Avec CouchDB, nous accédons aux documents et aux vues par clé ou intervalle de clés. C’est une correspondance directe avec les opérations sous-jacentes effectuées par le moteur de stockage en arbre B de CouchDB. En joignant les insertions et mises à jour de documents, cette correspondance directe explique que nous parlions de fine couche d’interface entourant le moteur de base de données pour décrire l’API.
Être capable d’accéder aux enregistrements uniquement à l’aide de leur clé est une contrainte très importante qui nous permet d’obtenir des gains de performance impressionnants. En plus de ces gains colossaux de rapidité, nous pouvons répartir les données sur plusieurs nœuds sans perdre la faculté de requêter chaque nœud indépendamment. BigTable, Hadoop, SimpleDB et memcached restreignent l’accès aux objets par leur seule clé pour ces mêmes raisons.
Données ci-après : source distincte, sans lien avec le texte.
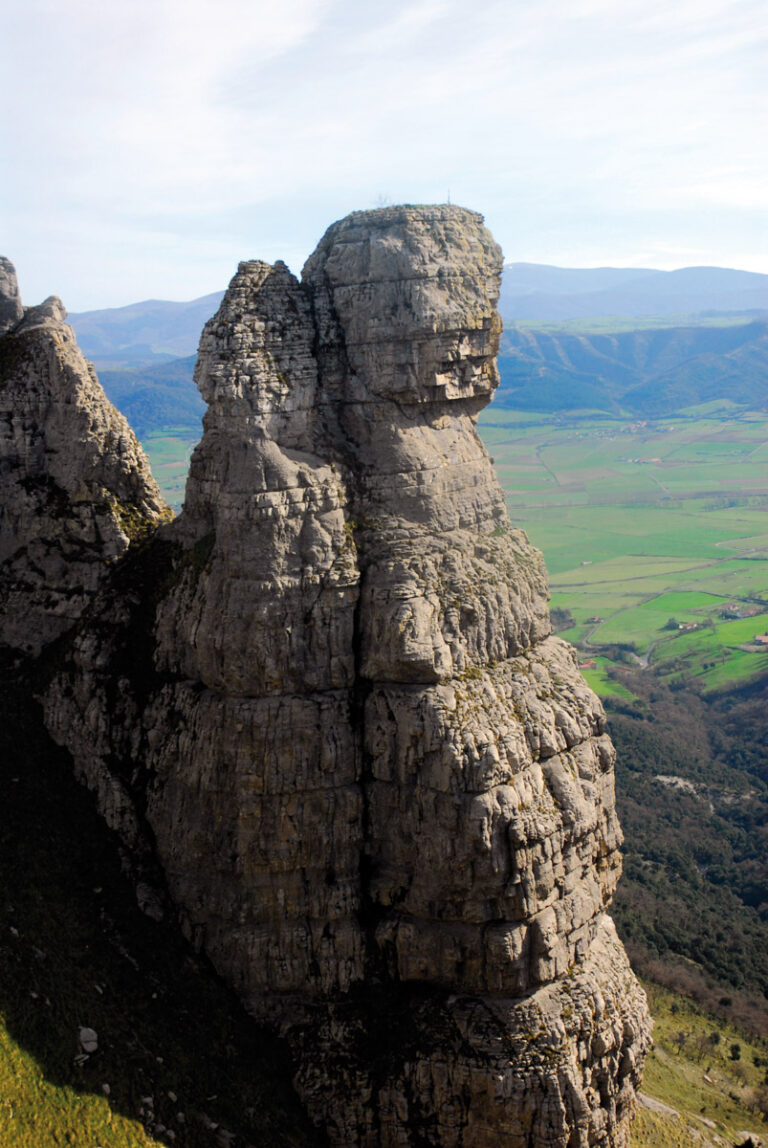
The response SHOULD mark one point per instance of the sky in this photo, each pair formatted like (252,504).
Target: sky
(147,146)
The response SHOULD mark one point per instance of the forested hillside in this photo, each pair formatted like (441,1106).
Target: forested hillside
(645,371)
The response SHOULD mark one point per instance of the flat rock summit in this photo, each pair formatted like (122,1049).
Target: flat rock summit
(323,707)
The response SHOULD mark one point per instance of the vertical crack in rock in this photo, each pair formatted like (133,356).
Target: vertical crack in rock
(380,791)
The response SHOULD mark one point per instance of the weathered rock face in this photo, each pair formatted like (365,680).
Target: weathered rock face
(379,791)
(75,486)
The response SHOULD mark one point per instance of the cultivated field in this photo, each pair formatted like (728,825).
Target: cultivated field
(654,534)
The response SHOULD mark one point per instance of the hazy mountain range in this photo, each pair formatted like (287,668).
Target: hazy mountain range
(145,351)
(532,291)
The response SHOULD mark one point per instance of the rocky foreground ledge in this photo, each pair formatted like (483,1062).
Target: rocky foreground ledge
(325,712)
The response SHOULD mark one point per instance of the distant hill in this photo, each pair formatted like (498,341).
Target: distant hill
(650,371)
(144,332)
(533,291)
(153,396)
(145,351)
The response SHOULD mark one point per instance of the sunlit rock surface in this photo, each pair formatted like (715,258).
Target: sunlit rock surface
(379,792)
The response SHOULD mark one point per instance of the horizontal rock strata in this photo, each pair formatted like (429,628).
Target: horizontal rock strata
(379,791)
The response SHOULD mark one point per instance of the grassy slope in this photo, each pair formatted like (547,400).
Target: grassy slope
(76,952)
(690,1046)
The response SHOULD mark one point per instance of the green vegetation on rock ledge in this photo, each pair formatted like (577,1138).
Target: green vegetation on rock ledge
(76,952)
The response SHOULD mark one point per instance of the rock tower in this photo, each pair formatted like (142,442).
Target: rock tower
(325,711)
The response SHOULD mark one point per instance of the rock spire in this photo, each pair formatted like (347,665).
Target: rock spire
(75,485)
(378,790)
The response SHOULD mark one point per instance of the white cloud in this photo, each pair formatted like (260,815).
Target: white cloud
(172,121)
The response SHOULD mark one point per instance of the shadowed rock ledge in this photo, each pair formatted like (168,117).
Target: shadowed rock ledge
(326,704)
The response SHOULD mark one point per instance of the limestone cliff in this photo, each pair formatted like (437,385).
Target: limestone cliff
(326,700)
(75,486)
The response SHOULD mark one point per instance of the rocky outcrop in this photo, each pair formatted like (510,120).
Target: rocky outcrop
(379,791)
(75,485)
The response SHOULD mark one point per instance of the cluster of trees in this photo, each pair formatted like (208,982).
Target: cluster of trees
(696,855)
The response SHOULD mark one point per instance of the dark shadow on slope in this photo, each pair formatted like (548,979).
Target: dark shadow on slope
(75,951)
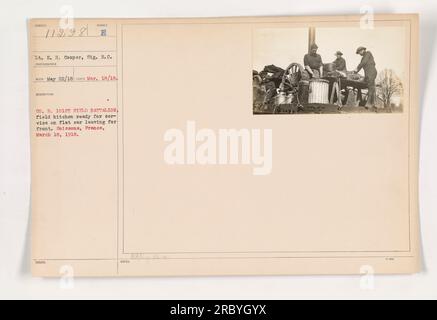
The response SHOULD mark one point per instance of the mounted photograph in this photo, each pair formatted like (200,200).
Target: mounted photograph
(324,69)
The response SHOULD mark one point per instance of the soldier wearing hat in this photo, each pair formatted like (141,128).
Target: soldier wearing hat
(368,65)
(313,64)
(339,63)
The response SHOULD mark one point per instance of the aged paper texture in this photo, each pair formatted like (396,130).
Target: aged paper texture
(224,146)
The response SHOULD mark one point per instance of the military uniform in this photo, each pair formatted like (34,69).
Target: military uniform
(314,61)
(368,65)
(340,64)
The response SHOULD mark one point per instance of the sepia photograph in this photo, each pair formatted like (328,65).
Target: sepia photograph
(329,69)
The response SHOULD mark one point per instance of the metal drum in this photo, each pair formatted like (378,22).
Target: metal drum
(280,98)
(319,91)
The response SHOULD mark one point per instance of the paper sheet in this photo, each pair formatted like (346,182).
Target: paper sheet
(160,147)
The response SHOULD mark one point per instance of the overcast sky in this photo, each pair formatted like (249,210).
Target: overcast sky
(282,46)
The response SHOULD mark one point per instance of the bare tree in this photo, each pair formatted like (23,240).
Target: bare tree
(388,85)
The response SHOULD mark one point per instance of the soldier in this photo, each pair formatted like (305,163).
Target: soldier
(368,64)
(340,63)
(312,63)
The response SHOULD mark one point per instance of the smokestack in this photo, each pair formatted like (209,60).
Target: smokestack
(311,37)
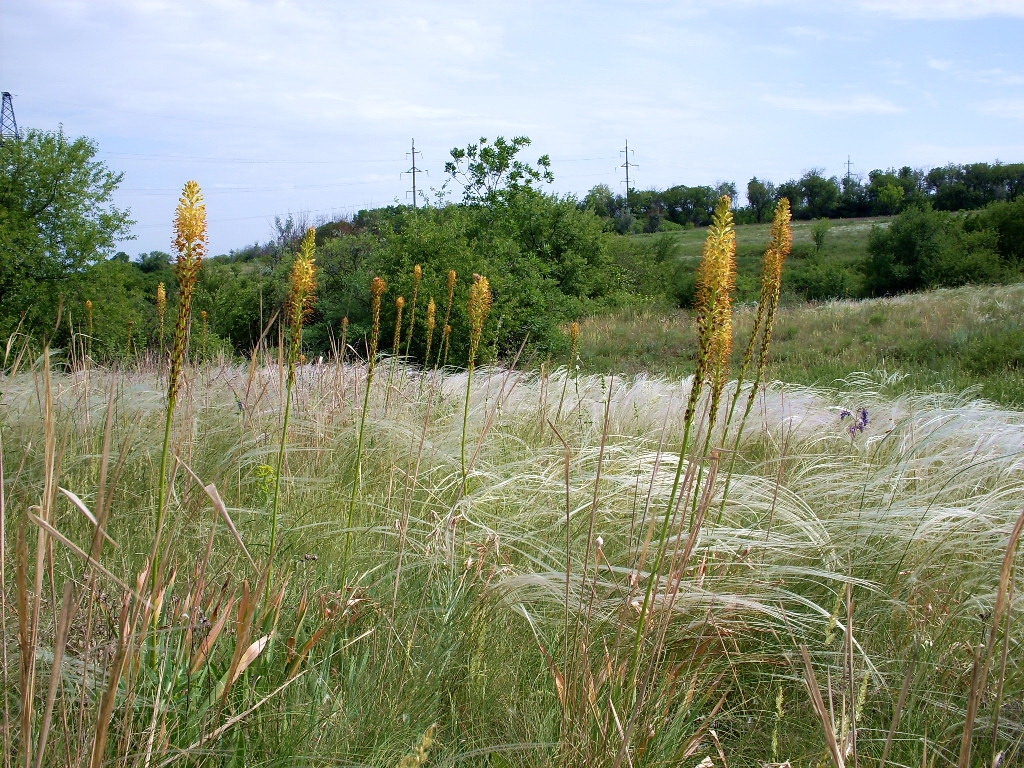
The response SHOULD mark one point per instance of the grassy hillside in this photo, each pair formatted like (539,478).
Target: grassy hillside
(946,340)
(523,615)
(845,238)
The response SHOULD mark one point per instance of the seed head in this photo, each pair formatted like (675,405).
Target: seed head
(479,306)
(189,246)
(302,283)
(716,283)
(778,248)
(431,314)
(189,233)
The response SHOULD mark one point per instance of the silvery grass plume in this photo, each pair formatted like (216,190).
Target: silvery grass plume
(913,515)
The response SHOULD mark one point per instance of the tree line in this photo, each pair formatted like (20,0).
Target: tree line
(884,193)
(550,258)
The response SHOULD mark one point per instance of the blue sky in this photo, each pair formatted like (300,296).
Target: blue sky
(281,107)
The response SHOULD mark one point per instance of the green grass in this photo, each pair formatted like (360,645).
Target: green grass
(494,614)
(847,238)
(946,340)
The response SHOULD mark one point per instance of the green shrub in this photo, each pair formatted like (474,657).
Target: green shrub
(924,248)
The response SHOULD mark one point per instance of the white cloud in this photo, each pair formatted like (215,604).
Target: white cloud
(1008,109)
(991,76)
(860,104)
(946,9)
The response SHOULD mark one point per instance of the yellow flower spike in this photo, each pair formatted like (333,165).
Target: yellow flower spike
(377,288)
(479,306)
(302,282)
(161,302)
(771,280)
(716,283)
(431,314)
(189,247)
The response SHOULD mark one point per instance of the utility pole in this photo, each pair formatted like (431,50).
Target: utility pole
(627,165)
(8,125)
(414,170)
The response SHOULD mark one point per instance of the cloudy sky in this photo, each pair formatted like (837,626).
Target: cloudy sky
(281,107)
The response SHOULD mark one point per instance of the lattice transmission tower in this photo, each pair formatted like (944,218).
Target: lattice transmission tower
(8,125)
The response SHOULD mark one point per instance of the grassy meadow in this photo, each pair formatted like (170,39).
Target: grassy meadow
(501,619)
(949,340)
(356,560)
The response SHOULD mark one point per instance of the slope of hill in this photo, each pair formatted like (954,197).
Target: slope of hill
(946,340)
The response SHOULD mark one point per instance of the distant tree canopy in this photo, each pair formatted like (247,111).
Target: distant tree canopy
(550,258)
(813,196)
(56,224)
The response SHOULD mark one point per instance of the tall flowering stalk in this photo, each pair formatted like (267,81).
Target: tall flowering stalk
(431,325)
(301,295)
(417,276)
(771,286)
(344,337)
(716,283)
(445,327)
(189,248)
(445,343)
(572,367)
(771,281)
(399,306)
(377,289)
(88,311)
(480,300)
(161,316)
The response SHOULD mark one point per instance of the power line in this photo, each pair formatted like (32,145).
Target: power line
(414,170)
(8,125)
(627,165)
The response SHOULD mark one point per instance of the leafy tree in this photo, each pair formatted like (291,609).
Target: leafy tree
(484,169)
(600,201)
(819,229)
(56,219)
(761,198)
(820,195)
(925,248)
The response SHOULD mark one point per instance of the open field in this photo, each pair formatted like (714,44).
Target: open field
(946,340)
(846,238)
(550,606)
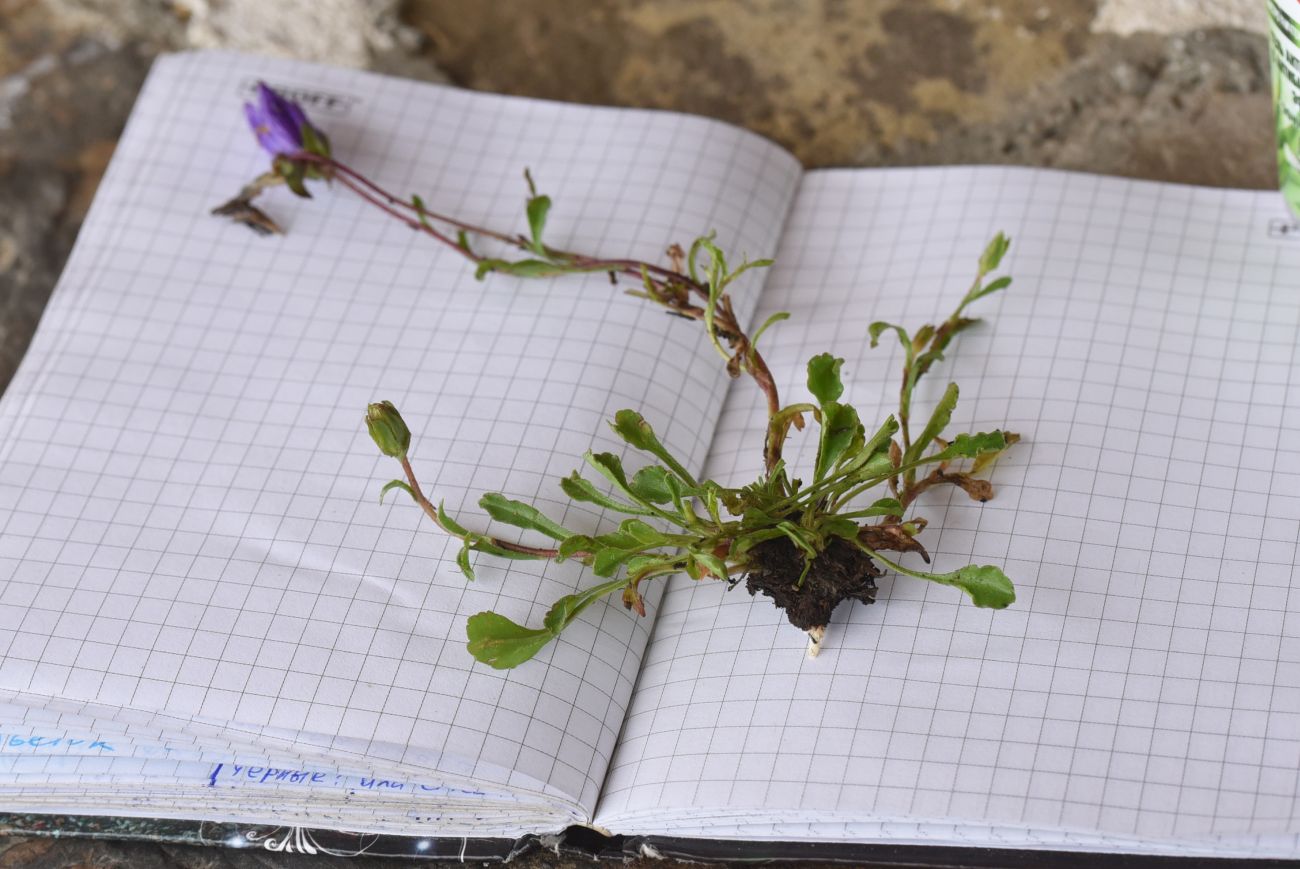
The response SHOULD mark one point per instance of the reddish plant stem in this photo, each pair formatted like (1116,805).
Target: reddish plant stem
(432,511)
(664,280)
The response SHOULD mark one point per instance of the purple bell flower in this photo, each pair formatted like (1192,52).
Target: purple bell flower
(280,124)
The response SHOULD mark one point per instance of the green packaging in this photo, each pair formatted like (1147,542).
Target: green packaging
(1285,51)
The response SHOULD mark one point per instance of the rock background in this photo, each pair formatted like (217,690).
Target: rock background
(1161,89)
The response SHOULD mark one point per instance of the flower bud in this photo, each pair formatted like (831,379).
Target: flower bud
(281,125)
(388,428)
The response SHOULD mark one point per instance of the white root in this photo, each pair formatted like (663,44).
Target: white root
(815,638)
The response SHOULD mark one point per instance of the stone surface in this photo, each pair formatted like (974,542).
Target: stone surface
(1038,82)
(1179,16)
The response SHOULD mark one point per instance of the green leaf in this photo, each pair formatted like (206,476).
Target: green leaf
(501,643)
(570,606)
(992,255)
(537,210)
(879,327)
(840,431)
(935,427)
(611,468)
(395,484)
(824,377)
(882,508)
(607,561)
(636,431)
(463,562)
(575,544)
(839,527)
(638,565)
(967,446)
(523,268)
(449,523)
(878,445)
(579,488)
(521,515)
(986,584)
(654,484)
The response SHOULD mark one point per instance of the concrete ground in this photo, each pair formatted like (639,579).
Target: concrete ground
(1158,89)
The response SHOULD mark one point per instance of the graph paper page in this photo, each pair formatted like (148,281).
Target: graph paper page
(190,501)
(1145,684)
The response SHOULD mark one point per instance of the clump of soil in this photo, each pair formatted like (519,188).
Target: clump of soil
(839,574)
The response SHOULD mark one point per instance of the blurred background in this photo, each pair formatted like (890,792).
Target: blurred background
(1173,90)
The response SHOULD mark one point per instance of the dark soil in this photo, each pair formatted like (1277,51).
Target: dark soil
(839,574)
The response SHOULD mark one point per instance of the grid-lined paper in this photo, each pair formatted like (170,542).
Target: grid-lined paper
(189,519)
(1143,692)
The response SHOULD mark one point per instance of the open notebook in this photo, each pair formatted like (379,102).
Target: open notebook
(207,615)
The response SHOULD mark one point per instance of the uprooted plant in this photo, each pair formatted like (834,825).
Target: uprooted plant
(807,541)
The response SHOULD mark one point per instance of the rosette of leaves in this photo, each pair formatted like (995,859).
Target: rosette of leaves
(809,543)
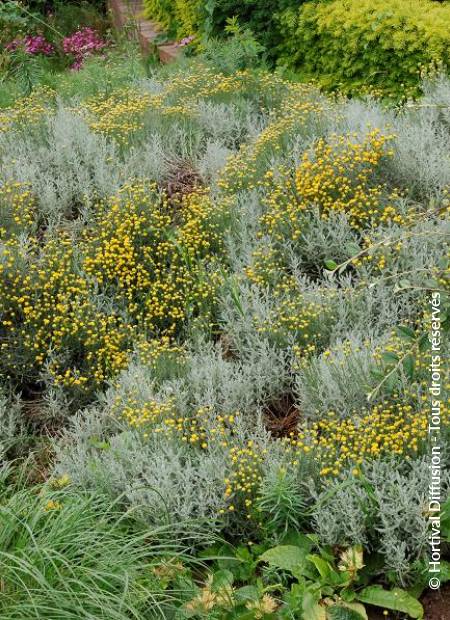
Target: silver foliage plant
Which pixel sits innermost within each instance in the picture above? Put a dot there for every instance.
(67, 164)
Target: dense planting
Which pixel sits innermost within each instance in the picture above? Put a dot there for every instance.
(217, 287)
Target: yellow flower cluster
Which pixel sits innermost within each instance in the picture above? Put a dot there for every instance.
(123, 114)
(157, 271)
(27, 110)
(46, 308)
(244, 476)
(250, 168)
(391, 429)
(335, 176)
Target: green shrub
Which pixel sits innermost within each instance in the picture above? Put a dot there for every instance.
(179, 18)
(258, 15)
(358, 44)
(186, 17)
Une table dans une base de données relationnelle est une seule structure de données. Si vous voulez modifier une table, disons mettre à jour un enregistrement, le SGBD doit garantir que personne ne peut lire cet enregistrement qui est en cours de mise à jour. Le moyen classique de garantir cette exclusivité est de recourir à un verrou. Si plusieurs clients veulent accéder à la table, le premier seulement obtient le verrou, ce qui place tous les autres en attente. Quand la requête du premier client s’achève, le verrou est donné au deuxième tandis que les autres patientent, et ainsi de suite. Cette exécution linéaire de requêtes, même quand elles parviennent en parallèle au serveur, gaspille une quantité importante de la capacité de traitement de votre serveur de base de données. Soumise à une charge importante, une base de données relationnelle peut passer davantage de temps à chercher qui est autorisé à faire quoi, et dans quel ordre, qu’à véritablement traiter les données.
Plutôt que de recourir aux verrous, CouchDB utilise le Multi-Version Concurrency Control (MVCC) pour gérer les accès concurrents à la base. La Figure 3, MVCC ne signifie aucun blocage illustre la différence entre MVCC et les mécanismes traditionnels de verrouillage. MVCC permet à CouchDB de tourner à plein régime, tout le temps, même soumis à une forte demande. Les requêtes sont exécutées en parallèle, exploitant à fond toute la capacité de calcul que le serveur peut offrir.
Dans CouchDB, les documents sont versionnés, à peu près comme ils le seraient dans un système de gestion de version tel que Subversion. Si vous voulez changer une valeur dans un document, vous créez une toute nouvelle version de ce document et la sauvegardez par-dessus la première. Cela fait, vous vous retrouvez avec deux versions du même document, une ancienne et une nouvelle.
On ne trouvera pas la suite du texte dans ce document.